[a. Fr. cadastre; = Sp., It. catastro:late L. capitastrum register of the polltax, f. caput head, poll.]
a. (= L. capitastrum.) The register of capita, juga, or units of territorial taxation into which the Roman provinces were divided for the purposes of capitatio terrena or land tax. (Poste, Gaius.) b. A register of property to serve as a basis of proportional taxation, a Domesday Book. c. (in mod.French use) A public register of the quantity, value and ownership of the real property of a country.
1804. Edin. Rev., V. 17. To compile a general Cadastre, somewhat in the style of our old doomsday book.
1834. Southey, Doctor, ccxli. (1862), 660. Materials for a moral and physiological Cadastre, or Domesday Book.

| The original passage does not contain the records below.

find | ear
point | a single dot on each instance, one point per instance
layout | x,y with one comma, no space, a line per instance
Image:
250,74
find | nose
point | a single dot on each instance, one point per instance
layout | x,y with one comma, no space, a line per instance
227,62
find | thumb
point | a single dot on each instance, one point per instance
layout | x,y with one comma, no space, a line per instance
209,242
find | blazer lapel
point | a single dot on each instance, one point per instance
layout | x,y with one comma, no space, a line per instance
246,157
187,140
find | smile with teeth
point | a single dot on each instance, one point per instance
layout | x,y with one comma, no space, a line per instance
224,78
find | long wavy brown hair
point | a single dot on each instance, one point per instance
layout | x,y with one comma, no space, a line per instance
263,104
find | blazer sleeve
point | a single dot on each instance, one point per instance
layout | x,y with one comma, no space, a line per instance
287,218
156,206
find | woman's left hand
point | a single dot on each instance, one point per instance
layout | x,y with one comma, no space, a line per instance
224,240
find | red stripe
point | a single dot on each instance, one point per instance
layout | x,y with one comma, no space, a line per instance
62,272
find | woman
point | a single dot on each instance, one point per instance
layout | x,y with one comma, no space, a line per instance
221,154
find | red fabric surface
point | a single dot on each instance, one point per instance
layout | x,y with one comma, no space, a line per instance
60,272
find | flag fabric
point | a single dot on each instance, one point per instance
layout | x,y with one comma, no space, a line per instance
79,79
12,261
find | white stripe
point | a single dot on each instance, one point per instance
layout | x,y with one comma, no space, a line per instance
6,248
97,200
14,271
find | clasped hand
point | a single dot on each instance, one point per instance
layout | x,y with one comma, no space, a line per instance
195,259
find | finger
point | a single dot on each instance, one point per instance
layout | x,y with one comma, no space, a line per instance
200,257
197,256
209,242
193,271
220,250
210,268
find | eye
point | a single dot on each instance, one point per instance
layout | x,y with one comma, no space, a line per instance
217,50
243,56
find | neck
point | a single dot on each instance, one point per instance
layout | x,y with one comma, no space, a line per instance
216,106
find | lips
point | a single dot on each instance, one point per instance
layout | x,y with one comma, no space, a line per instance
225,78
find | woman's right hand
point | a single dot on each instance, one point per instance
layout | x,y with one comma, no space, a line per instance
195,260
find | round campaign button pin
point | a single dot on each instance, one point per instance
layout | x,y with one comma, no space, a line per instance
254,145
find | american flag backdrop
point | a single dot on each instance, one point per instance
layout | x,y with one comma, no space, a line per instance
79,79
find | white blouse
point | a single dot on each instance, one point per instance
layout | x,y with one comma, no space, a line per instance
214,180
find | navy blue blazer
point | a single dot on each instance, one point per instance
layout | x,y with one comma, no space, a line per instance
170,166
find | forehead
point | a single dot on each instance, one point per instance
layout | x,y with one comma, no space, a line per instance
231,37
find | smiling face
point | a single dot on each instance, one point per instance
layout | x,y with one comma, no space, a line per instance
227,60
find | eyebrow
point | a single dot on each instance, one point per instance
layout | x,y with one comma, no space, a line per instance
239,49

1864. Sir F. Palgrave, Norm. & Eng., IV. 62. The crown officers formed a new Cadastre according to the new principle which he laid down the land was meted according to an invariable geometrical standard, without any reference to its productive worth.
1864. Webster, Cadastre, an official estimate of the quantity and value of real property, made for the purpose of justly apportioning taxes: used in Louisiana.
1875. Poste, Gaius, II. (ed. 2), 174. The list of capita was called a Cadastre (capitastrum).